Enabling a digital work style that supports the organization’s strategy is critically important to insurers today, and increasingly so as they look to the future. Today’s technologies have the capacity to support a collaborative workforce well into the future – but more importantly, insurers need to make sure they can support tomorrow’s customers. “In enabling digital work styles, insurers need to have an eye on the customer,” concludes Chalmers. “It’s the customer who is increasingly more educated, more situated with technology and whose expectations of service continue to increase because of that technology. We’ve seen ten times more technological advancement in the past ten years than we did over the previous 50. Customers want to engage on the level they’re accustomed to, enabled by the technologies they want to use, and insurers need to empower their workers to keep pace with that.

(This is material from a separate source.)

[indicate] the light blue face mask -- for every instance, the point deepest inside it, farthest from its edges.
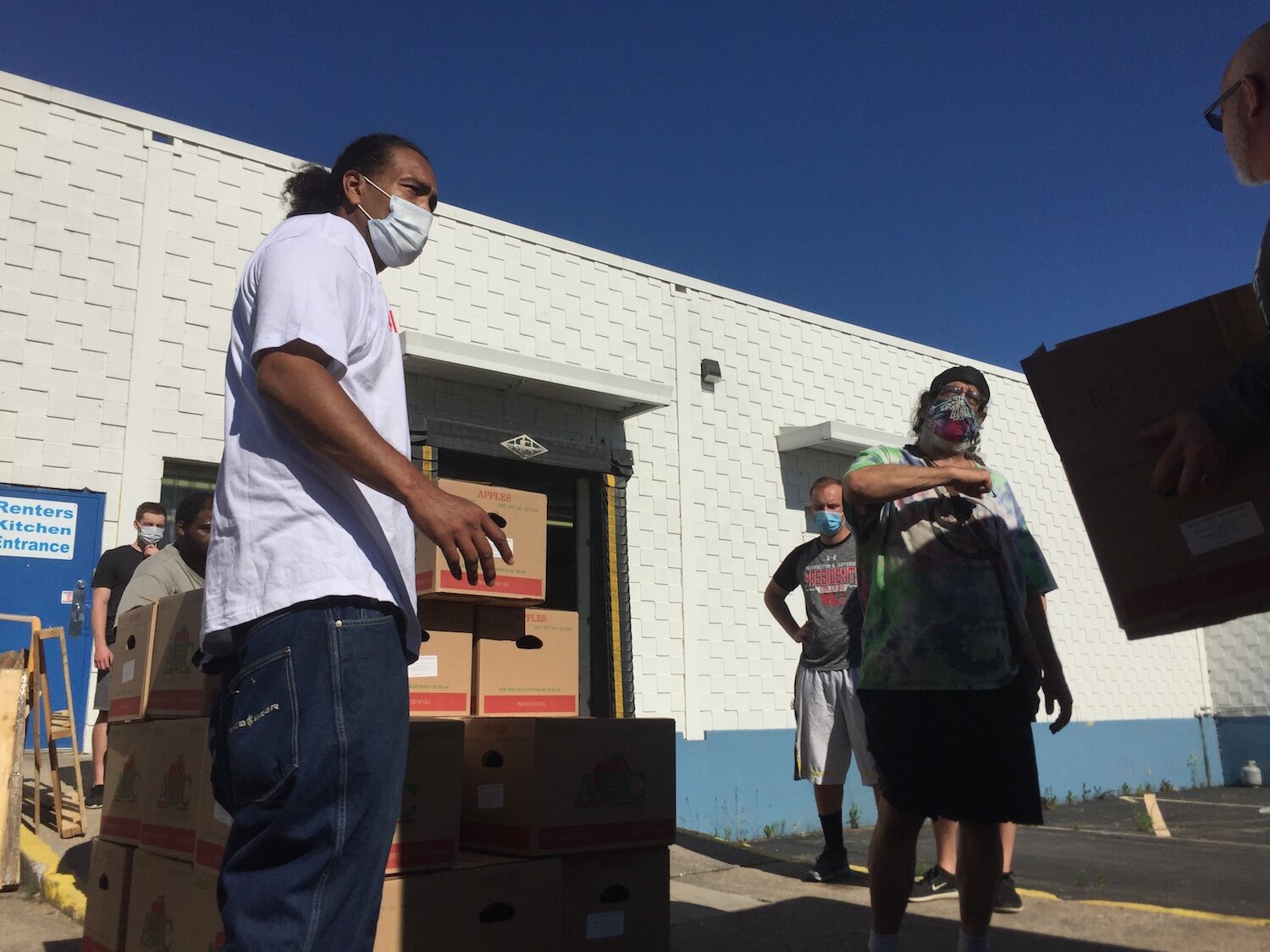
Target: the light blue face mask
(400, 238)
(827, 523)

“The millennials who are in high school right now operate in a vastly different environment from what the current insurance company client base looks like, and in the next ten years these millennials are going to be the potential customers that insurers are going to want to land their services with. Thus, insurance companies need to make sure their collaborative workforce is ready to support that next generation of clients, and Microsoft and its partners worldwide are here to help them achieve that.”